Friday, December 21, 2007

The Unicode Soft Hyphen vs. the Latin 1 Soft Hyphen (Cage Death Match)

As I delve further into the move to Unicode support in Tiburón (the next RAD Studio release) and pouring over the Unicode standards documents and what Windows thinks about Unicode I've stumbled across and interesting controversy.   A quick Google search turned up this interesting summary of the controversy.  I went looking for information about this single code-point, U+00AD, because I clearly noticed a discrepancy between how the Microsoft .NET frameworks System.Char.GetUnicodeCategory() function categorizes this character and what the actual Unicode.org database says.  Microsoft and Latin 1 (ISO-8859-1) insists that this is a visible character, while the Unicode.org standard says it is not.  I'm guessing that MS based their code on pre 4.0 versions of the Unicode standard.

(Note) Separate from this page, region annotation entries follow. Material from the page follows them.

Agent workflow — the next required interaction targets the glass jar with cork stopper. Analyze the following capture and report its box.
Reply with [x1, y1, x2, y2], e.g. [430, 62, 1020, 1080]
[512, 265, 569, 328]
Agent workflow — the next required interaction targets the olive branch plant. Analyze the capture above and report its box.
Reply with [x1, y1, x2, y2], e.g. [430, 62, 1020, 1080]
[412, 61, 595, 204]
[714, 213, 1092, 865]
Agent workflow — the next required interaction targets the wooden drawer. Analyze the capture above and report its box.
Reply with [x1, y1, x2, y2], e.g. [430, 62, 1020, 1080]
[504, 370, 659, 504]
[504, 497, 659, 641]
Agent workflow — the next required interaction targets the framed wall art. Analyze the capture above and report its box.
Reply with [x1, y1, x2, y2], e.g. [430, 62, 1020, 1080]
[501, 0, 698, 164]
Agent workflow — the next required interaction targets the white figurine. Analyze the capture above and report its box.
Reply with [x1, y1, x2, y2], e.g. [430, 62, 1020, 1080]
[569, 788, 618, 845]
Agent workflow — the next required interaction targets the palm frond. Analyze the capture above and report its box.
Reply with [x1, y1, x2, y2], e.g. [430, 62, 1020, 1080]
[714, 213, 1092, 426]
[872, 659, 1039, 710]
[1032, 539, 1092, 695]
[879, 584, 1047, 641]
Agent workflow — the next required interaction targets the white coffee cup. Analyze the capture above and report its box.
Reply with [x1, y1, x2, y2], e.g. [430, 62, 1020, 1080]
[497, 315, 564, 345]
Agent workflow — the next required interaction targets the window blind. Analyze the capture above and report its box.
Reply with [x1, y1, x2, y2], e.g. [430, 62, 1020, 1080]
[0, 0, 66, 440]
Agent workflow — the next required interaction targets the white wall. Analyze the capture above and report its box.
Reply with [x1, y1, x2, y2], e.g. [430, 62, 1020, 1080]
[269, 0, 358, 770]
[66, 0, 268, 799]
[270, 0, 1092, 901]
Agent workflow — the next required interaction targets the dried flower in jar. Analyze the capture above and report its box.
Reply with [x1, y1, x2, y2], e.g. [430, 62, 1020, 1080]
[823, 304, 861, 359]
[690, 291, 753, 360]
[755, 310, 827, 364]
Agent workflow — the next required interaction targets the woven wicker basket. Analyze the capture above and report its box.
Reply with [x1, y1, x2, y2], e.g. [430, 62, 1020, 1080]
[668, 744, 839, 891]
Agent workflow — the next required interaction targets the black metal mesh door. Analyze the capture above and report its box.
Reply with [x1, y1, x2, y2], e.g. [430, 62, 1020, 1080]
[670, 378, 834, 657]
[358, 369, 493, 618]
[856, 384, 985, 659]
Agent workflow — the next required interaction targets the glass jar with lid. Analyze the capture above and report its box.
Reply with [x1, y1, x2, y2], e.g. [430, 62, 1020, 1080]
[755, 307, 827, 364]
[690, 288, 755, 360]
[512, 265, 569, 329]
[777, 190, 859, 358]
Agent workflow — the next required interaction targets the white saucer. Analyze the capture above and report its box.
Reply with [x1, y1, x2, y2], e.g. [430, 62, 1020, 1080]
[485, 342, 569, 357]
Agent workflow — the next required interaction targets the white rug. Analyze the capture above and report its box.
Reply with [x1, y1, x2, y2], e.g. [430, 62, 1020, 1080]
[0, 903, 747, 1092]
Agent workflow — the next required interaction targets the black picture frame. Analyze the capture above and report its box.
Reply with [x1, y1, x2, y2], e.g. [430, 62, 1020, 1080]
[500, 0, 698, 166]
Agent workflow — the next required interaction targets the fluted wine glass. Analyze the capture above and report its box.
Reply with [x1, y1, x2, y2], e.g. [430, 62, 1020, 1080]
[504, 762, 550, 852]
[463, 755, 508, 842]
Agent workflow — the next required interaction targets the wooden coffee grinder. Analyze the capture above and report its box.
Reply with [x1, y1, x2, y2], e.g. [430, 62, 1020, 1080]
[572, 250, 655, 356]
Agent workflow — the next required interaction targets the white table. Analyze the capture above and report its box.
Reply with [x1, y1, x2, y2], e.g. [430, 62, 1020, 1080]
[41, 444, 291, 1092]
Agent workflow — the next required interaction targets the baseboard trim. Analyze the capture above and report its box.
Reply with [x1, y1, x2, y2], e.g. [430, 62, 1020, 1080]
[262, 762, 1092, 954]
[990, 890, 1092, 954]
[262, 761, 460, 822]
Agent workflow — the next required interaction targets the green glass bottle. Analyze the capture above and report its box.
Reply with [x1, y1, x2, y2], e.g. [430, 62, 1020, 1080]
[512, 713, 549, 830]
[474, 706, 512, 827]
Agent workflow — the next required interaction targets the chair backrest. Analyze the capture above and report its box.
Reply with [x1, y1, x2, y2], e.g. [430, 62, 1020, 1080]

Here is a rebuttal to the above article

"That text is unfortunately too easy to misread (and overinterpret!)."

Now folks are parsing words!  Uh... excuse me??!  Standards text should be more clear than that. Heck, even the Unicode.org had "misread" or "overinterpreted" it for the first three major revisions of the standard.  Here's the relevant text from the ISO-8859-1 standard:

5.3.3 SOFT HYPHEN (SHY)
A graphic character that is imaged by a graphic symbol identical with, or similar to, that representing HYPHEN, for use when a line break has been established within a word. [emphasis mine]

Ok.. when I stand on my head and when the phase of the moon is just right (that's called sarcasm, folks), I can see a vague reference to it not be an rendered character except in specific circumstances...  Had they really meant this character to not be considered graphically rendered, maybe they should have adopted text similar to the non-breaking space:

5.3.2 NO-BREAK SPACE (NBSP)
A graphic character the visual representation of which consists of the absence of a graphic symbol, for use when a line break is to be prevented in the text as presented. [emphasis mine]

I'm going to be blunt here.  This is stupid.  Latin 1, ISO-8859-1, EBCDIC etc... all pre-date the establishment of the Unicode standard (which was established in 1991).  The first 256 code points in the Unicode standard purport to be equivalent to ISO-8859-1.  In this case, I'm inclined to just special case that one character and change it's Unicode classification from "Cf" (Control, Format) to "Pd" (Punctuation, Dash).  This would make it consistent with how MS Office regards this character and how it is classified in the .NET Framework.  Open Notepad, or Word and type Alt+0173 on the numpad.  You'll see a hyphen show up.  Save the document in Notepad as Unicode, then dump it as hex and you'll get something like this:

000000: FF FE AD 00 0D 00 0A 00  00 00 00 00 00 00 00 00 ................

There's the little-endian Byte Order Mark (BOM) as the first two bytes, then the next two bytes are the U+00AD Soft Hyphen character.  Maybe I'm imagining things...  But I'm sure I see that character on the display.

Who would have thought that one code point in the whole of the Unicode standard which covers many thousands of code points would be so polarizing?  Maybe this is all hyperbole on my part, but the first article linked above really goes out of its way to try and smack down the Unicode.org once and for all.  Also, the rebuttal has an air of indignant arrogance and throughout the text just rudely brushes off (and rewords) the various assertions which from my point of view seemed reasonable.  I've not found a well reasoned explanation as to why the Unicode.org decided to make the change.  Even something like "Oops!  We screwed the pooch on that one!  Sorry folks!"  Maybe they could have taken "common usage" (even though it may be incorrect usage) into account and simply introduced a new code point to do what they wanted (It's not like they're going to run out of code points anytime soon :)

I guess that's the beauty of standards;  There are so many to choose from :).  Oh, and there are all those folks that are going to immediately jump on this and start bashing MS as being hostile toward standards or simply ignoring them.  Yeah, that's right folks there's a whole committee at MS called "How can we mess with the standards bodies?".  I'm simply not agreeing with MS because they're MS, I just looked at the history, facts (as I've been able to discover them) and drew my own conclusion.

I've been exposed the the ISO standards process.  I know the lengths by which they're suppose to look out for the interests of the relevant industry as a whole.  I can imagine the "Soft Hyphen" sub-committee heated discussions :).  "Punctuation!"  "Format Control!" "Punctuation!" "Format Control!" "I know you are but what am I!" "Neener Neener!"

All I want is my unit tests to pass!

With that, have a great Holiday Season.  Make sure you spend some quality time with family and friends.  Always designate a driver or call a cab.